Updated on October 11, 2020

Comments

  • jackhab
    jackhab over 3 years

    I have a Python function accepting several string arguments def foo(a, b, c): and concatenating them in a string. I want to iterate over all function arguments to check they are not None. How it can be done? Is there a quick way to convert None to ""?

    Thanks.

  • jackhab
    jackhab about 14 years
    What if all the arguments are explicitly declared? Like in def foo(a, b, c):
  • SilentGhost
    SilentGhost about 14 years
    @Jack: re-define your function. That would be the easiest option. If you have only few arguments, you could put them into a tuple.
  • SilentGhost
    SilentGhost about 14 years
    @Jack: why do you think so? it's idiomatic Python. Do you use your arguments individually? If you you could easily unpack args into variables with appropriate names.
  • extraneon
    extraneon about 14 years
    @Jack I agree with you there. You could explicitly name your arguments, and build a list of those args before joining (args = [a,b,c]). Perhaps a keyword construct is also a solution; you could then get the values from the kwargs dict. Keyword default values can however have unexpected behavior.
  • jackhab
    jackhab about 14 years
    @extraneon I started with Python two days ago and I'm not sure I understand what you mean.
  • jackhab
    jackhab about 14 years
    I thought the arguments passed to function in some sort of dictionary and this dictionary can be accessed via some built-in attribute or something. EDIT: Oh! just found it - it's called locals()
  • SilentGhost
    SilentGhost about 14 years
    @Jack: it's not clear what would be the best option for you because you're not showing us how exactly you're using those arguments. Are you using the a, b and c in any other way?
  • John La Rooy
    John La Rooy about 14 years
    I think None means the python object None not the literal string "None"
  • johnsyweb
    johnsyweb about 14 years
    FWIW, I think that *args is the way to go here... what if you want to concatenate sixteen strings?
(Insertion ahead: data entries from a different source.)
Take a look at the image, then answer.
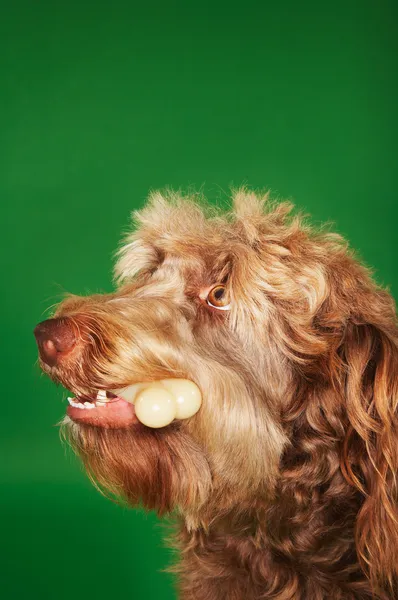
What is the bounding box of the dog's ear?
[339,298,398,590]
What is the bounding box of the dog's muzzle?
[34,318,77,367]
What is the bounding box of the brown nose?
[33,319,76,367]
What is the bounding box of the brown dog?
[36,190,398,600]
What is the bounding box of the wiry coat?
[45,191,398,600]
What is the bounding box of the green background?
[0,0,398,600]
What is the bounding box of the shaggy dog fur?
[35,190,398,600]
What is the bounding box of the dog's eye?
[206,285,231,310]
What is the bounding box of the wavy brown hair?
[42,190,398,600]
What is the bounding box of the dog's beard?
[62,418,211,514]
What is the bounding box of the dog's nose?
[33,318,76,367]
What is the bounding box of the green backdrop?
[0,0,398,600]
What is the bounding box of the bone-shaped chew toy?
[114,379,202,429]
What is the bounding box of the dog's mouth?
[66,390,138,429]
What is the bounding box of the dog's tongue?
[66,398,138,429]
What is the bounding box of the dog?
[35,189,398,600]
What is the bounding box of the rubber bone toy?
[112,379,202,429]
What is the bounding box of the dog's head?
[37,191,398,592]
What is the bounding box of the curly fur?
[42,190,398,600]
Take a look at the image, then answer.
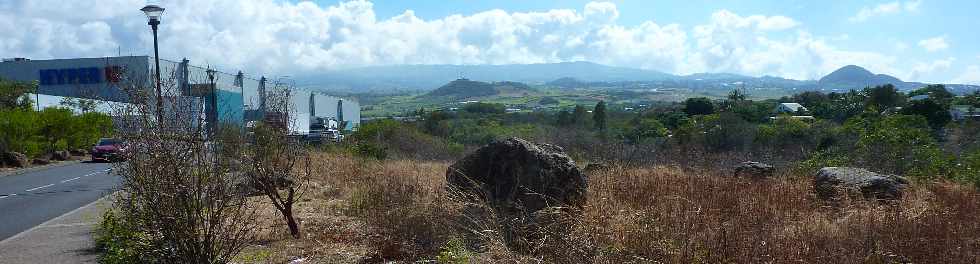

I just wanted to show that it was possible in Python using the function signature provided :-)
  • extraneon
    extraneon about 14 years
    @Jack def func(a,b,c): args=[a,b,c] ' '.join(i if i is not None else '' for i in args)
  • extraneon
    extraneon about 14 years
    in stead of locals you can also use vars().
  • johnsyweb
    johnsyweb about 14 years
    @extraneon Thanks for the tip. locals() seems to behave the same as vars() with no arguments in this case.
  • Darren Ringer
    Darren Ringer almost 8 years
    Found this very useful along with a function that converts underscore-separated strings into camelcase ones... can save a lot of tedious boilerplate code when instantiating object attributes from the init parameters. I'm still waiting to get myself into trouble with this style of programming :P
  • Stevoisiak
    Stevoisiak over 6 years
    To simplify the example, it may help to split up the statements onto separate lines. (ie: for k in sorted(arguments.keys()): if arguments[k] is not None: print(str(arguments[k])))
  • Darren Ringer
    Darren Ringer over 6 years
    @StevenVascellaro I saw you had asked for that function I mentioned above; not sure if you still want to see it (and it isn't that great anyway) but it is found here: github.com/dwringer/misc/blob/master/utils.py#L438-L465
  • hugovdberg
    hugovdberg almost 4 years
    For joining the string *args might be cleaner, but I think using locals is very useful if you want the keywords as well. For example to compile parameters to an URL from keyword arguments, of which several might be optional. This way you can explicitly state which parameters are available, and at the same time only relay the provided parameters to the URL.